Photo: The Garden Tamer’s Diary
Then why the sticky seeds? Burger immersed the seeds in seawater to test whether the tree utilised the corpses as rafts, dispersing themselves from island to island. However, the seed pods died within five days of immersion, disproving the theory. Next, he tried intermittently dipping the seeds in water over several weeks and found that they survived. So if the bird only dived occasionally to catch fish, the seeds remained viable and would sprout new pisonia trees wherever they wound up.

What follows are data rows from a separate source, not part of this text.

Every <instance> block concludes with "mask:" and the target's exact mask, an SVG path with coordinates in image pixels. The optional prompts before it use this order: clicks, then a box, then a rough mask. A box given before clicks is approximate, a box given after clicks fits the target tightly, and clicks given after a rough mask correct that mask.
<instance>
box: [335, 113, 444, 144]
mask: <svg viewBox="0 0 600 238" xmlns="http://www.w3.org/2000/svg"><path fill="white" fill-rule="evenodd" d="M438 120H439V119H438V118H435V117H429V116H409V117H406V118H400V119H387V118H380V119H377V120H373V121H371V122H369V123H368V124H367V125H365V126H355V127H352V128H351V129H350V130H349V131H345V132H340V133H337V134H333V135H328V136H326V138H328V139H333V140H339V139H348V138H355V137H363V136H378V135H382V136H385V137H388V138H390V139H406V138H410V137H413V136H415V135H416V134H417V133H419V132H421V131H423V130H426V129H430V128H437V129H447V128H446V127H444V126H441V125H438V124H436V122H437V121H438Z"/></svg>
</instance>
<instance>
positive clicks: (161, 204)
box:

“Having the birds alive seems to be the key to dispersal, but an unfortunate consequence of having extremely sticky seeds, and producing many seeds in a cluster, is that some birds get fatally entangled,” Burger says. Killing birds is merely unfortunate collateral damage, and as long as at least some of them survive to disperse the seeds, the pisonia will continue to produce them.
Photo: video screengrab
Perhaps the strangest part of the story is that despite the dangers, seabirds love the pisonia tree. Beth Flint, a wildlife biologist for the U.S. Fish and Wildlife Service, says “It’s rare to see a Pisonia tree that doesn’t have seabirds in it. At least in places where there are seabirds left.”
In some places, humans are intervening on the bird’s behalf. On the North Island of New Zealand, the tree has almost gone extinct as a result of extensive cutting to prevent songbirds from becoming entangled, and on the island of Cousine, conservation officers have a policy of catching and cleaning entangled birds to ensure their survival.